# What is this dish called?



## mark76 (Nov 1, 2014)

I'm testing my knives on good food today. Potatoes, carrots and onions. What do you call a stew with these ingredients in English? It is called "hutspot" in Dutch. Hodgepodge sounds similar, but is it the same?


----------



## Timthebeaver (Nov 1, 2014)

Yes, _hotchpotch_


----------



## Von blewitt (Nov 1, 2014)

It's nearly bubble and squeak 
http://en.m.wikipedia.org/wiki/Bubble_and_squeak


----------



## mark76 (Nov 2, 2014)

Tim, when I look up Hotchpotch recipes, I get recipes for soup. This is a potatoe stew.


----------



## riba (Nov 2, 2014)

I'd argue against stew, as there is no gravy. The dish is boiled and mashed, not subsequently shortly fried as with bubble and squeak.
I'd probably describe it as a mash.


----------



## Dardeau (Nov 2, 2014)

It's not being fried is an easily corrected oversight.


----------



## riba (Nov 2, 2014)

Dardeau said:


> It's not being fried is an easily corrected oversight.



Hehehe


----------



## Timthebeaver (Nov 2, 2014)

Mashed carrot/potato (also sometimes swede) is called hotchpotch. Can also mean a (lamb) stew made with miscellaneous vegetables (similar to the Welsh Cawl.....mmmmm.....Cawl...)

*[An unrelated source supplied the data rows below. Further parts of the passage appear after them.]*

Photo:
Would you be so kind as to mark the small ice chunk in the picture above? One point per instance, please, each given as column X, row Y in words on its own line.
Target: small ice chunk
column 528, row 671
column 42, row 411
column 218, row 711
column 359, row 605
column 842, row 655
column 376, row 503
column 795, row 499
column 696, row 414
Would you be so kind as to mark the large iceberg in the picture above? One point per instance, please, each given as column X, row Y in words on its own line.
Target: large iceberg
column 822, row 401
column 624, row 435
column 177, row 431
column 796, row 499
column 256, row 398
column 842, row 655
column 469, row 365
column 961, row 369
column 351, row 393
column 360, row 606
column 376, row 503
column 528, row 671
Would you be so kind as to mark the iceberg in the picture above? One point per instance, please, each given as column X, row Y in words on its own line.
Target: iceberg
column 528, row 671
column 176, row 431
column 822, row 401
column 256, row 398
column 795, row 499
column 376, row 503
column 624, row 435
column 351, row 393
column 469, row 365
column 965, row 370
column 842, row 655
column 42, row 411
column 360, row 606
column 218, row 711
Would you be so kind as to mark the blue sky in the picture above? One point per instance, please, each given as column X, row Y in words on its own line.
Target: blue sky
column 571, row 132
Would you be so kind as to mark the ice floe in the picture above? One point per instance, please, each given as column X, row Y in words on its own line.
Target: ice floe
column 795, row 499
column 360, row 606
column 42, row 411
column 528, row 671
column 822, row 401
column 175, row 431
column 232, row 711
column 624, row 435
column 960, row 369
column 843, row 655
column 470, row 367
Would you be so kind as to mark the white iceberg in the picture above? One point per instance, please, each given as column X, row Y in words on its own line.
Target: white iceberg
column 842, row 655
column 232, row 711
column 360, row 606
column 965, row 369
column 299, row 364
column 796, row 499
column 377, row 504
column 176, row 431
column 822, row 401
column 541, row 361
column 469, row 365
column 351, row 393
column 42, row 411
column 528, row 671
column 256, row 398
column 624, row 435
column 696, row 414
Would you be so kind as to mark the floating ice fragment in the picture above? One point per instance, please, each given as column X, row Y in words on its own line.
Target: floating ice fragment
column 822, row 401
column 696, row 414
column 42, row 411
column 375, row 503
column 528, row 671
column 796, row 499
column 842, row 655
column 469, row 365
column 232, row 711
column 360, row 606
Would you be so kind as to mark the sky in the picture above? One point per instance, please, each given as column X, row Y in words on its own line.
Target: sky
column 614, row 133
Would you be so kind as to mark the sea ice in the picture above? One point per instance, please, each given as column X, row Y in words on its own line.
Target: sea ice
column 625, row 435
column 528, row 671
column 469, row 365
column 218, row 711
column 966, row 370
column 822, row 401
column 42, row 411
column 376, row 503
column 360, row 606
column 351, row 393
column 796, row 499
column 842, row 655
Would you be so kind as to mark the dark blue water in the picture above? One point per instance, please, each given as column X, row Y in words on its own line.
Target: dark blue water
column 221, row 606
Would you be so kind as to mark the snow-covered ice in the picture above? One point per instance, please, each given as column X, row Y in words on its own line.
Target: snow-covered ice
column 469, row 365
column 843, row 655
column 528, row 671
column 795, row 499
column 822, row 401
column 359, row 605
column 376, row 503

Bubble and squeak can be a lot of things, but the cornerstones are cabbage and potato. Fried together with smoked bacon in bacon fat it's one of my favourite dishes, the epitome of simple but brilliant.

Now i've been inspired to make Cawl.


----------



## TB_London (Nov 2, 2014)

Mmmm cawl


----------



## MontezumaBoy (Nov 3, 2014)

+1 now you have me Mmmmmmm as well ... been a some time since I made a 'proper one' ... but hey next weekend sounds like a plan! thx for the nudge!


TB_London said:


> Mmmm cawl


----------



## Castalia (Nov 5, 2014)

Wikipedia provides further inspiration, including hutspot:


https://en.wikipedia.org/wiki/List_of_potato_dishes


----------



## mark76 (Nov 5, 2014)

Castalia said:


> Wikipedia provides further inspiration, including hutspot:
> 
> https://en.wikipedia.org/wiki/List_of_potato_dishes



Yes you're right. It provides inspiration. Thanx!

But unfortunately there is only one stew (without gravy) with carrots there and that's... hutspot. :laugh: It even mentions it is Dutch. Which I can confirm. 

Wiktionary defines hotchpotch (http://en.wiktionary.org/wiki/hotchpotch) as well as hodgepodge. My conclusion from that, as well as from this discussion, is that Americans should learn how to make hutspot and English should make their hotchpotch with less water :lol2: .


----------